Scripture as well as Sm/ri/ti declares that immortality
is not to be reached but through the knowledge of
the highest Self.—The statement further
that through the knowledge of the Self everything
becomes known can be taken in its direct literal sense
only if by the Self we understand the highest cause.
And to take it in a non-literal sense (as the purvapakshin
proposes) is inadmissible, on account of the explanation
given of that statement in a subsequent passage,
viz.
’Whosoever looks for the Brahman class elsewhere
than in the Self, is abandoned by the Brahman class.’
Here it is said that whoever erroneously views this
world with its Brahmans and so on, as having an independent
existence apart from the Self, is abandoned by that
very world of which he has taken an erroneous view;
whereby the view that there exists any difference is
refuted. And the immediately subsequent clause,
‘This everything is the Self,’ gives us
to understand that the entire aggregate of existing
things is non-different from the Self; a doctrine
further confirmed by the similes of the drum and so
on.—By explaining further that the Self
about which he had been speaking is the cause of the
universe of names, forms, and works (’There
has been breathed forth from this great Being what
we have as
Rigveda,’ &c.) Yaj/n/avalkya
again shows that it is the highest Self.—To
the same conclusion he leads us by declaring, in the
paragraph which treats of the natural centres of things,
that the Self is the centre of the whole world with
the objects, the senses and the mind, that it has
neither inside nor outside, that it is altogether a
mass of knowledge.—From all this it follows
that what the text represents as the object of sight
and so on is the highest Self.
We now turn to the remark made by the purvapakshin
that the passage teaches the individual soul to be
the object of sight, because it is, in the early part
of the chapter denoted as something dear.
20. (The circumstance of the soul being represented
as the object of sight) indicates the fulfilment of
the promissory statement; so A/s/marathya thinks.
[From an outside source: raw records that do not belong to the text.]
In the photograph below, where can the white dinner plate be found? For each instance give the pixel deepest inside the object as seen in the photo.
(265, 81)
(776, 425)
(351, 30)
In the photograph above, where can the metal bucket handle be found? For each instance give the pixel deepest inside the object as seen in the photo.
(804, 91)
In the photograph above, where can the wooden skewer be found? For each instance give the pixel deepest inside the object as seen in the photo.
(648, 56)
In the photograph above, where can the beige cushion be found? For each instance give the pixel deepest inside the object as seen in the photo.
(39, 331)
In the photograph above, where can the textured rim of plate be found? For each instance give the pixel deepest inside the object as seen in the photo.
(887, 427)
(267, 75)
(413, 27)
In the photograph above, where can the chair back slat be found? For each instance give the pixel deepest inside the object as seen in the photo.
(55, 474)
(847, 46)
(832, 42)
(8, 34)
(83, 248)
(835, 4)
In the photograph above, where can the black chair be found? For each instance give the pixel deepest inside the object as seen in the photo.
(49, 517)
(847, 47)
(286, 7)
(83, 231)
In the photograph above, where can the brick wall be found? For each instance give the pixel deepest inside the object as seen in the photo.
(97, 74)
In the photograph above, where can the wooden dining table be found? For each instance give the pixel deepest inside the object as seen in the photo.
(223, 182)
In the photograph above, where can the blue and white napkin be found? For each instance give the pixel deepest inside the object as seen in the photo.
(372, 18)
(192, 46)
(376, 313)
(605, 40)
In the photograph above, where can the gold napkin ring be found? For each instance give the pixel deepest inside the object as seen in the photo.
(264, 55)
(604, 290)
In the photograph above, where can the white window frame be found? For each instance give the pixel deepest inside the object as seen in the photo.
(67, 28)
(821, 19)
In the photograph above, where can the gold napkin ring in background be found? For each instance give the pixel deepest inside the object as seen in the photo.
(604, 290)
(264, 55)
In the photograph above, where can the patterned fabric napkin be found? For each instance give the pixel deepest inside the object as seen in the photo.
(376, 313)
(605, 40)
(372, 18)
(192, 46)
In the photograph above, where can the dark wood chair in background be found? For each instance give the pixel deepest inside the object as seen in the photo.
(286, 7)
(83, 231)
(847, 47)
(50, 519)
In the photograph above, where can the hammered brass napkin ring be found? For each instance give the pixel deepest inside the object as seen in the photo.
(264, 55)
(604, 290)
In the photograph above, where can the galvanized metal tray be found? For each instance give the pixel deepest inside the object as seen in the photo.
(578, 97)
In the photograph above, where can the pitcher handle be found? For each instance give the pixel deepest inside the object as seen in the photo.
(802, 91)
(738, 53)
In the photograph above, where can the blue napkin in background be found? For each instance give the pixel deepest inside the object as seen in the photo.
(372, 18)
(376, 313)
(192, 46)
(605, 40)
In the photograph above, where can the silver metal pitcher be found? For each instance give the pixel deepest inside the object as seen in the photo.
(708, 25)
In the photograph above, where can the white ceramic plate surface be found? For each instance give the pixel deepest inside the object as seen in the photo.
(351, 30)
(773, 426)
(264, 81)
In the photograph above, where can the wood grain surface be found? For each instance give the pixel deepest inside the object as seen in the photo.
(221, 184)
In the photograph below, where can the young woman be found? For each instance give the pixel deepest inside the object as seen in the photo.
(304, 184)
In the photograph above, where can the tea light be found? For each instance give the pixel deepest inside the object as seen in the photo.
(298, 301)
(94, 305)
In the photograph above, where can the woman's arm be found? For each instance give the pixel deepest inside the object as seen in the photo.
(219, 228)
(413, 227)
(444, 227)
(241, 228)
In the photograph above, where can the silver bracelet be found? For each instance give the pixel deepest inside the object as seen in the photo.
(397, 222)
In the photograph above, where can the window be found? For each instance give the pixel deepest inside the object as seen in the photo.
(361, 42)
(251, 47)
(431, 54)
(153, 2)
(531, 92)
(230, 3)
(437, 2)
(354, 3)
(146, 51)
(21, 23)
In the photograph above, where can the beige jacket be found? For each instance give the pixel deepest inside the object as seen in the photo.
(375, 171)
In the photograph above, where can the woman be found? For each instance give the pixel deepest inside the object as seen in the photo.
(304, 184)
The fact that the text proclaims as the object of
sight that Self which is denoted as something, dear
indicates the fulfilment of the promise made in the
passages, ‘When the Self is known all this is
known,’ ’All this is that Self.’
For if the individual soul were different from the
highest Self, the knowledge of the latter would not
imply the knowledge of the former, and thus the promise
that through the knowledge of one thing everything
is to be known would not be fulfilled. Hence the
initial statement aims at representing the individual
Self and the highest Self as non-different for the
purpose of fulfilling the promise made.—This
is the opinion of the teacher A/s/marathya[243].
21. (The initial statement identifies the individual
soul and the highest Self) because the soul when it
will depart (from the body) is such (i.e. one with
the highest Self); thus Au/d/ulomi thinks.